La plupart des étudiants du Centre de Thangka de Xiangzang sont originaires du Tibet. Ils y suivent une formation de 7 ans, dont les 3 premières années sont dediées à l'apprentissage des théories fondamentales de la peinture, les 3 années suivantes à la pratique des techniques traditionnelles sur la peinture de thangka, la dernière année à la création de leur œuvre finale et au mémoire avant la remise du diplôme.


Une œuvre de Chizin Rabten intitulée « Le premier roi de Xiangxiong ». Elle est conservée dans le Musée de la Cité interdite de Taipei depuis 2015.

De Lhassa à Songpa : la transmission est l'essence de la culture

Chizin Rabten s'est encore éloigné de sa ville natale. Mais il y retourne une ou deux fois chaque année. Chaque fois, il y fait de nouvelles découvertes.

Par exemple, le village qui se situe près de l'aéroport de Jiuzhai Huanglong s'est développé grâce au tourisme. Les locaux en bénéficient. Le développement de la culture, lui, stagne.

Chizin Rabten pense que les talents sont la clé de la transmission de la culture traditionnelle. « Les oeuvres ne sont pas primordiales, mais la transmission de la peinture de thangka l'est », estime Chizin Rabten.

En 2012, il a commencé à créer une école.

Pour financer la construction de l'école, Chizin Rabten a versé tout l'argent qu'il a gagné par la vente de ses oeuvres. Cela était néanmoins insuffisant. C'est pour cela que quand les gens lui commandaient des thangkas, il exigeait un paiement préalable.


En août 2015, Chizin Rabten est revenu à Songpan pour en savoir plus sur l'avancement des travaux de l'école.
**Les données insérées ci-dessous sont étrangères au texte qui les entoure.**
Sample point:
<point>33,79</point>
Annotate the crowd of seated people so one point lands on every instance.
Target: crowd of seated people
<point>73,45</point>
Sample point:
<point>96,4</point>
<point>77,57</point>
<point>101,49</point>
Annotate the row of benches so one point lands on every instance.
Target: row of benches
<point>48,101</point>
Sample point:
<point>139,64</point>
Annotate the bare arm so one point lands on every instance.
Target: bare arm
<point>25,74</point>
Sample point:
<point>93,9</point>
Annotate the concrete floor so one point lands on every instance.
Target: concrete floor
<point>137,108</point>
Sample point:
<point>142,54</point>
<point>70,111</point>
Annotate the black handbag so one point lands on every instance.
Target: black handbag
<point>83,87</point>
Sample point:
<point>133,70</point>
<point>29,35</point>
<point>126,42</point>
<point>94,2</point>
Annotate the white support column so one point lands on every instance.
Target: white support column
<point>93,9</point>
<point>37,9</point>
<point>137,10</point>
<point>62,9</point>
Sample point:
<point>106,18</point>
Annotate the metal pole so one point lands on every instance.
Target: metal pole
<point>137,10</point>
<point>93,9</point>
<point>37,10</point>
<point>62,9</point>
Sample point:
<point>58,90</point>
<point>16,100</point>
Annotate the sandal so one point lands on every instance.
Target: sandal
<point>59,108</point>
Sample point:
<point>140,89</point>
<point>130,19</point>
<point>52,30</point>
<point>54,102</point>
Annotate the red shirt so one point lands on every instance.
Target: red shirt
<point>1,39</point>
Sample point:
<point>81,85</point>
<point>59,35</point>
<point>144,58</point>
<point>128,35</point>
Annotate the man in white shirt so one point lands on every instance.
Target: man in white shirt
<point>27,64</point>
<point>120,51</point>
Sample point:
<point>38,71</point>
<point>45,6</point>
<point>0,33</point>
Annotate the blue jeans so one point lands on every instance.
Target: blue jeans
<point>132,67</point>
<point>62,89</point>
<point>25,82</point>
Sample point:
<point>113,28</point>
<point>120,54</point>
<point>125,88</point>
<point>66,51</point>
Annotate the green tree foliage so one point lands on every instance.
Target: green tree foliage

De 2012 à 2017, le bâtiments d'enseignement, le dortoir, la bibilothèque et les salles multi-fonctionnelles ont été sucessivement achevés. En septembre 2018, l'École de Thangka de Xiangzang, qui est également la base de transmission et de formation de thangka, a officiellement été dévoilée au grand public. Le 5 juillet 2019, une trentaine d'élèves ont commencé à apprendre la peinture dans cette école.


L'école de Thangka de Xiangzang en construction.

Chizin Rabten déclare : « La construction d'une telle école est l'investissement d'une vie. Il reste du chemin à faire. » Une école purement caritative demande un financement continu afin d'assurer son bon fonctionnement. C'est un processus ininterrompu. Chizin Rabten espère que l'école pourra se développer comme il le souhaite et que cet héritage culturel immatériel sera transmit à Songpan, sa ville natale.


Chizin Rabten (à droite) enseigne aux élèves au Centre de Thangka de Xiangzang de Lhassa.


Le Centre de Thangka de Xiangzang de Lhassa.